Paley (1997) is one of the most cited articles in nursing theory on the role of phenomenology in nursing research. The main contention by Paley concerns the suitability of Husserl to nursing theory. While Paley is not a Heidegger specialist, his thesis on the serious difficulties posed by Husserl’s phenomenological method – bracketing out of ordinary consciousness in order to access the region of the essence of beings – is legitimate when it comes to an ontic discipline such as nursing, which integrates insights and knowledge from both natural and human sciences. Nursing science, as Pflegewissenschaft, is in the ideal position of being able to bridge the traditional divide between Naturwissenschaften and Geisteswissenschaften. Yet, instead of bringing in a woolly notion of “harmony” between these two great domains of human knowledge, a critical reading of Paley enables us to appreciate just how important the ontic-ontological distinction is in the kinds of phenomena that many nursing theorists, inspired by the holistic paradigm mentioned in Kim (2006) and Kim (2010), endeavour to investigate. Paley’s analysis highlights the severe hermeneutic lack in Husserl’s phenomenology which, by virtue of its position in the history of Western philosophy, is still formed (gestaltet) by Cartesian consciousness – an antithesis to the innerworldly essence of Dasein as temporalised being-in-the-world (In-der-Welt-sein). Erlebnis (lived experience) cannot be adequately grasped in reductive phenomenology but belongs to hermeneutics, which concerns itself with the Vor-Struktur of understanding: precisely the “natural attitude” that Husserl rejects, but which Heidegger uses as a pre-philosophical grounding of the phenomenon of understanding, which only Dasein is. Dasein, given its being-in-the-world, is primarily understood through its comportment towards beings. The lack in Husserl to understand and to interpret Erlebnis was precisely the reason why Heidegger turned away from and against his authoritative mentor – not crude anti-Semitism. As argued convincingly in Scharff (1997), a 10-year grappling with Dilthey’s hermeneutic legacy by the young Heidegger in his Freiburg years resulted in a crisis in consciousness that drove him to replace phenomenological reduction with hermeneutic circle. Philosophical hermeneutics was born.
References
Kim, Hesook Suzie & Ingrid Kollak (Ed.) (2006). Nursing theories: conceptual & philosophical foundations (2nd ed.). New York, NY: Springer Pub. Co.
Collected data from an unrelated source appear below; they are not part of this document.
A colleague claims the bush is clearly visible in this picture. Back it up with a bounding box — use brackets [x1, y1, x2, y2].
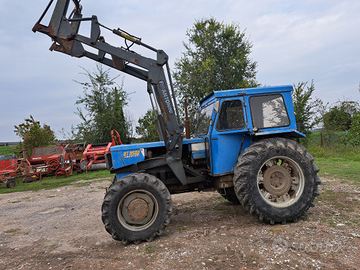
[342, 112, 360, 146]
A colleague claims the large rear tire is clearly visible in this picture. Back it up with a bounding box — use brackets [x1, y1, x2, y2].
[101, 173, 172, 244]
[233, 138, 321, 224]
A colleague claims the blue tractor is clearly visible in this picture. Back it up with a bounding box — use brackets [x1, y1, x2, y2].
[34, 0, 320, 244]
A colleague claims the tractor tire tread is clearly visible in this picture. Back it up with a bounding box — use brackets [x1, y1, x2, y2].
[101, 173, 172, 244]
[233, 137, 320, 224]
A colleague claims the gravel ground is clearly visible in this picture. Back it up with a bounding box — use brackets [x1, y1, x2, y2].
[0, 177, 359, 269]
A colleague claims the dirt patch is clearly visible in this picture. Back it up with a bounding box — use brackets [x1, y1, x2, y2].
[0, 177, 359, 269]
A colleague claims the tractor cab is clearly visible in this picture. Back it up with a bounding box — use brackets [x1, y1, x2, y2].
[193, 85, 305, 176]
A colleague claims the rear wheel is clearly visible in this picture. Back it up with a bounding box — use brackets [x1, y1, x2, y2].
[233, 138, 321, 224]
[101, 173, 172, 244]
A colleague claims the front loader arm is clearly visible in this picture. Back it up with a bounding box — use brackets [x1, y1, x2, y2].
[33, 0, 184, 162]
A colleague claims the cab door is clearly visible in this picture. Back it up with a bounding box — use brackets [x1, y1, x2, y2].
[193, 101, 216, 170]
[210, 97, 250, 176]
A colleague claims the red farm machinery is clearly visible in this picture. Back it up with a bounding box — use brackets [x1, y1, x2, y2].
[80, 130, 122, 172]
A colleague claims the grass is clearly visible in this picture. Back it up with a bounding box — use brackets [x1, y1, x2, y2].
[306, 132, 360, 186]
[313, 181, 360, 228]
[145, 245, 157, 254]
[0, 169, 112, 194]
[308, 144, 360, 161]
[316, 158, 360, 183]
[73, 181, 92, 187]
[318, 190, 352, 211]
[307, 145, 360, 185]
[177, 226, 188, 231]
[8, 200, 21, 203]
[4, 228, 21, 233]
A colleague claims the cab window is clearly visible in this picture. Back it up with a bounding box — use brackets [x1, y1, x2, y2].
[216, 100, 245, 131]
[250, 94, 290, 128]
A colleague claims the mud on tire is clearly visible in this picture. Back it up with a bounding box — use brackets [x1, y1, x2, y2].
[101, 173, 172, 244]
[233, 138, 321, 224]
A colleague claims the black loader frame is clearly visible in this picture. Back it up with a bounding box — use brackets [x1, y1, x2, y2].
[33, 0, 191, 183]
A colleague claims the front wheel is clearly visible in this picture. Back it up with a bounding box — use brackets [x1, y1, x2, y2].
[233, 138, 321, 224]
[101, 173, 172, 244]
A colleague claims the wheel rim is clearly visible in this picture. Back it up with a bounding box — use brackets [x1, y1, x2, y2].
[257, 156, 305, 208]
[47, 159, 60, 171]
[117, 189, 159, 231]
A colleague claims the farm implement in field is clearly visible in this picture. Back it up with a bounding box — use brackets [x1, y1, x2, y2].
[80, 130, 123, 172]
[0, 154, 18, 188]
[0, 145, 77, 187]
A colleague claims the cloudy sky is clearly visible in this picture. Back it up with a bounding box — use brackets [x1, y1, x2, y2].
[1, 0, 359, 142]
Kim, Hesook Suzie. (2010). The nature of theoretical thinking in nursing (3rd ed.). New York, NY: Springer Pub. Co.
Paley, J. (1997). Husserl, phenomenology and nursing. Journal of advanced nursing, 26, 187-193.
Scharff, Robert C. (1997). Heidegger’s “appropriation” of Dilthey before Being and time. Journal of the history of philosophy, 35(1), 105-128.